We were on a mission to get down-valley and the two weeks of the trek to base camp, combined with the earthquake, had knitted us into a very cohesive group, like long-lost brothers.
For the next two evenings there were rousing speeches while sitting around yak dung fires in damaged accommodations, and a heightened sense of the good life despite the quake, the destruction, the loss of life - 18 dead at base camp and thousands dead across Nepal. That first night, Greg eloquently summarised our experiences with positivity and a touching nod to the camaraderie of the dozen. It was a special moment.
Then, at 6am on April 27, we awoke to find we had lost Greg. He lay motionless in his sleeping bag, having died from a heart attack an hour or two before. The loss of Greg was a terrible and personal blow for all of us. Greg was a pretty remarkable guy in any group and his absence haunted us, as we did what we had to do to transport him to Lukla and to arrange for his cremation. We were all deeply shocked (to say the least) and then, trembling with grief, approached the distressing task of sending messages to his wife, Sudy, the boys and the Kay family. As darkness approached, a helicopter landed in the meadow in front of the ruined monastery at Tengboche and shuttled Greg down-valley to Lukla with his oldest friend, John, and Michael.
Russell Tills wrote of this time: "Very early on, it felt like this was a group of guys who wanted to keep an eye out for each other's welfare ... and, as things got tougher, we all seemed to become acutely aware of each other's needs. It halved the burden of a growing load.
"So often in these types of experiences it's the opposite. Difficult people halve the pleasure and when adversity strikes it doubles the load and makes it intolerable. It was remarkable."
The following day the rest of us trekked down to the village of Monzo, deep in the Dhud Kosi Valley, and we descended the infamous Namche Hill with a lifting sense of purpose. Then, to my horror, as we looked down on the Dhud Kosi River, I saw some of our bags floating in the river itself and later learned that our porter Narayan was also in the water. We had lost another! Narayan, or Nikon as we nicknamed him, was a marvellously enthusiastic character and famous with us for rescuing Phil's camera from a teashop up-valley.

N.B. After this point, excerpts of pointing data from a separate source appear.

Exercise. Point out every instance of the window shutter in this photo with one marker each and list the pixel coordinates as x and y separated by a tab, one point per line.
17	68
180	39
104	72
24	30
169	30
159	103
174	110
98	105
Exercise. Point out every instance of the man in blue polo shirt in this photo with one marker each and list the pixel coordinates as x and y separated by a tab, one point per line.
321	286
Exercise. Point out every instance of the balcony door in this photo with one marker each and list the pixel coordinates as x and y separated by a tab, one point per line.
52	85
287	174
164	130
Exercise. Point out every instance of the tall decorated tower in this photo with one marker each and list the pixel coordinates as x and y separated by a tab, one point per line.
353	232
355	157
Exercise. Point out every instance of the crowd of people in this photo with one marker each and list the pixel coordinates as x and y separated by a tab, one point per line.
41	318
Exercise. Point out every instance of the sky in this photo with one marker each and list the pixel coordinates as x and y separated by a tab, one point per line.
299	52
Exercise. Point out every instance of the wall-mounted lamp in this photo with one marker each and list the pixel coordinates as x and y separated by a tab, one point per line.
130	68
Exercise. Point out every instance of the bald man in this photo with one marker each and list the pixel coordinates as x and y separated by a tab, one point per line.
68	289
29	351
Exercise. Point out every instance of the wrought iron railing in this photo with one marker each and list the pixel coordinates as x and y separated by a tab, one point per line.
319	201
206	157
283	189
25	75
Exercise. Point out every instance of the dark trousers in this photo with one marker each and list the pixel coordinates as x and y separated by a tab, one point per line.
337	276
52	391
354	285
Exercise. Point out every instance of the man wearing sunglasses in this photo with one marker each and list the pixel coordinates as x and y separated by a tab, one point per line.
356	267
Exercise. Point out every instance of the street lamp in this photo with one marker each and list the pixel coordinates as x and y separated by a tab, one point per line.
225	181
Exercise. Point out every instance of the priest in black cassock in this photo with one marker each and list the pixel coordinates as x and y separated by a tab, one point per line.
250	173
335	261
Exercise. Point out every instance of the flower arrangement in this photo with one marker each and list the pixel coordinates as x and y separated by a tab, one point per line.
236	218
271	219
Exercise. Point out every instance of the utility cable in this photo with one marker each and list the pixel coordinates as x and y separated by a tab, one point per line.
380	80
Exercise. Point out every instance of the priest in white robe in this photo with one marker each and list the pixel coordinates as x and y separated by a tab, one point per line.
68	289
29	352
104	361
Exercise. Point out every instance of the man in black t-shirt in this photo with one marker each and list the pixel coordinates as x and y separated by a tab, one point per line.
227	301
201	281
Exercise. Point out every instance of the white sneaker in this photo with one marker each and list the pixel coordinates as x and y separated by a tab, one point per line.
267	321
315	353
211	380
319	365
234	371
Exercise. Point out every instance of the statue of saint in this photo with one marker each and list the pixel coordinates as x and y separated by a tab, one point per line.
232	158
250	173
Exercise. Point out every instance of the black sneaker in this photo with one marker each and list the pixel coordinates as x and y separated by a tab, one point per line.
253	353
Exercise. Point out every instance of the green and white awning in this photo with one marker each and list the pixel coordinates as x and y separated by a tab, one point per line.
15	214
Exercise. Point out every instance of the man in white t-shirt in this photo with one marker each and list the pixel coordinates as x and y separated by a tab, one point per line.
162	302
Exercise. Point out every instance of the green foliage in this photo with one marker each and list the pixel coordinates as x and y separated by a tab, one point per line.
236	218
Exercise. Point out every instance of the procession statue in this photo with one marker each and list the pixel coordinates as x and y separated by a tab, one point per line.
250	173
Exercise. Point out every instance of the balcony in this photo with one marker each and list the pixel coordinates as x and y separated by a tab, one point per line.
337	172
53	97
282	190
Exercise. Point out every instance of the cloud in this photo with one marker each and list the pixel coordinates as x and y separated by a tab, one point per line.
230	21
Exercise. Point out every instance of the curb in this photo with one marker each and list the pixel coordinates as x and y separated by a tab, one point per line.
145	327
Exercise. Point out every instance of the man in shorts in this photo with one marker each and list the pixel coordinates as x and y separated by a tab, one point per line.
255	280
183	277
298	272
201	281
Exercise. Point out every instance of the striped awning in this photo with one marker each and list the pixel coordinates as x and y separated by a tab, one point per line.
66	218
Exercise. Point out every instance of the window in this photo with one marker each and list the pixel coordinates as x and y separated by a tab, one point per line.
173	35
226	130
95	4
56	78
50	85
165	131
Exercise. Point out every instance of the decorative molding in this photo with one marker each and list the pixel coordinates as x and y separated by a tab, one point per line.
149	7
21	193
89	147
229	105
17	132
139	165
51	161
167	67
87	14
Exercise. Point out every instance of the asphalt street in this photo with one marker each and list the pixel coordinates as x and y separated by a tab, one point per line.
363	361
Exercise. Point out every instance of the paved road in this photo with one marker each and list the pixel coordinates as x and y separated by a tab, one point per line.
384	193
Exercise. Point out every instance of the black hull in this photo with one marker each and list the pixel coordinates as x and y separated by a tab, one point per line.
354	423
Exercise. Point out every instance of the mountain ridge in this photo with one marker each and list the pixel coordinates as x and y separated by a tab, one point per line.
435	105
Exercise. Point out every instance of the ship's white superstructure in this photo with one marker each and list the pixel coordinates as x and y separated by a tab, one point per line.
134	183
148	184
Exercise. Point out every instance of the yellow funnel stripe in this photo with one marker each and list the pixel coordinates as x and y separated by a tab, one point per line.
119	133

The trek to Lukla on the 29th went well, with some light rain causing us to don parkas and umbrellas for the last part of the trek. After lunch we went to the earthquake-damaged heliport building to retrieve Greg.
He lay, white-shrouded, within the three remaining walls of the heliport office with two other bodies tied in red and blue tarpaulins (one labelled "unknown") that had been brought from base camp. We carried him outside past an injured Sherpa climber on a stretcher and beneath the rotating blades of a helicopter on to the slippery mud and rock tracks of Lukla and up the hillside to a ridge above.
A Buddhist monk led us up the track with a silk karta-scarf symbolically drawing Greg on up the path to the next life and to an airy cremation site with views (once the rain stopped) to the north towards the Himalayas and west to the setting sun.
Beneath a parade of umbrellas we, the old collegians, said farewell to Greg as the smoke lifted into the clearing Himalayan sky.
Back in Kathmandu the great shrines of Kathmandu Valley are rubble and the appalling death toll is now more than 8000. Yet the people of Nepal retain their resilient and irrepressible shine despite it all. But they are going to need help.
So we are working hard on all of this now, with the added challenge of the 7.4 quake on May 12 adding to the death and destruction. And I feel determined to do an even better job, inspired by what we shared, what we lost and what we gained, trekking in the valley of Everest.